Question 7 by Richard Flanagan won last year’s Baillie Gifford Prize for Non-Fiction and is a seamless combination of memoir, history, science and ethics. It connects Flanagan’s father’s experience of being a prisoner of war in Japan (which also inspired his Booker Prize-winning novel The Narrow Road to the Deep North) with 1930s nuclear physicists, an affair between H. G. Wells and Rebecca West, the colonial history of Tasmania, and Flanagan’s near-death experience in a kayaking accident in his early 20s, while the title of the book is taken from Anton Chekhov’s exam question parody. This combination of topics probably doesn’t sound very coherent, and some parts are very cerebral and meandering, but Flanagan blends them into a truly unique and poignant piece of non-fiction about the absurdity of life and its consequences.
Nesting by Roisin O’Donnell is an excellent debut novel about a woman in an emotionally abusive marriage. Ciara has tried to leave Ryan several times in the past, but lack of money and Ryan’s controlling and intimidating behaviour meant she is always drawn back. However, when Ciara is finally able to leave, the extent of the housing crisis in Dublin is laid bare. She ends up living in emergency accommodation in a hotel with her two young children and another on the way, with bureaucratic traps laid everywhere to prevent her from moving forward with her life, along with all the guilt and doubts that come with being a survivor of domestic abuse. In a close third person narrative, O’Donnell keeps the tension ratcheted up and I felt completely invested in Ciara’s fate as the story hurtled towards its climatic ending. Nesting was longlisted for the Women’s Prize for Fiction earlier this year and I hope it is also considered for the Booker Prize longlist too.

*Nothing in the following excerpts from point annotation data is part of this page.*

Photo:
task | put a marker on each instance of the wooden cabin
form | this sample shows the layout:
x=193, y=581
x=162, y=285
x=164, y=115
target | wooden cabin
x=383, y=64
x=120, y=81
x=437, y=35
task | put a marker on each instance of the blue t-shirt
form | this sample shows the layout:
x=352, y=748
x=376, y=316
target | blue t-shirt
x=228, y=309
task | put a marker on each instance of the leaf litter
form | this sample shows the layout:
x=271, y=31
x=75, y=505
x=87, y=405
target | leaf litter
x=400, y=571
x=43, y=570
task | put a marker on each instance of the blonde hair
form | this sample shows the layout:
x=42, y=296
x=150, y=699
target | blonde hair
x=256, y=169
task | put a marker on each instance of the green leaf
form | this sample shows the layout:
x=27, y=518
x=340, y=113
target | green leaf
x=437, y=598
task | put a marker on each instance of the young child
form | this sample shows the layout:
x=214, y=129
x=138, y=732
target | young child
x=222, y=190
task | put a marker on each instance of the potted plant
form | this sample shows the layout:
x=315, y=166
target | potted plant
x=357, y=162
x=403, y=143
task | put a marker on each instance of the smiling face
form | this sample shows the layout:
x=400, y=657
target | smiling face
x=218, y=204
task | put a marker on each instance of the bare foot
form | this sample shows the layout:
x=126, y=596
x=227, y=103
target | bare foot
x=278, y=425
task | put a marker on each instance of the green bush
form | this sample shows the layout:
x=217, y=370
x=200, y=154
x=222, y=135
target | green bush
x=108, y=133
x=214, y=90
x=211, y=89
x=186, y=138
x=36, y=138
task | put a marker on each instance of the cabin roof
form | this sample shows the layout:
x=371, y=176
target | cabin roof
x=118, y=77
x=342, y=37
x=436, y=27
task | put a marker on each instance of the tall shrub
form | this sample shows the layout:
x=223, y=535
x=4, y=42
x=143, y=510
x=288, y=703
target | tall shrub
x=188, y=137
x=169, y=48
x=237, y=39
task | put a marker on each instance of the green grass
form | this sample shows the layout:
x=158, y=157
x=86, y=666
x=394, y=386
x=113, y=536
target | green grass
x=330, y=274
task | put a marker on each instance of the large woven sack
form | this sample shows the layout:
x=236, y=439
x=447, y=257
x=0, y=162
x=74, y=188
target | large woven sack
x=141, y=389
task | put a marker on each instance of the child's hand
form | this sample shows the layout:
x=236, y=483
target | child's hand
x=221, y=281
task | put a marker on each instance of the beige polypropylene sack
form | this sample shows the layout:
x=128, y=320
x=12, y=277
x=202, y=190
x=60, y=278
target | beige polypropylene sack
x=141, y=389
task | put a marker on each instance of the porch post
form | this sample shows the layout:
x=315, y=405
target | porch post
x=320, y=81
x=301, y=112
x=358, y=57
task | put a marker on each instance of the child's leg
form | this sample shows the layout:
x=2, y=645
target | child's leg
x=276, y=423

The Siege by Ben Macintyre is a gripping account of the six-day siege at the Iranian Embassy in South Kensington, London in April and May 1980. One of the first rolling news stories on live television, interrupting the final moments of the World Snooker Championship when 14 million people were watching, Macintyre captures the tension of the situation with shifting loyalties between the six terrorists opposed to the Ayatollah’s regime and 26 hostages including a police officer, embassy staff and several visitors. The daring 11-minute rescue mission by the SAS known as Operation Nimrod was nothing short of miraculous. There are many bizarre elements to the story too, such as 20-year-old Prince Andrew threatening to turn up at the scene. Macintyre acknowledges the different perspectives and memories of those involved and his book offers a fresh take on well-known material, combining meticulous research with narrative flair in a vivid and detailed reconstruction of events.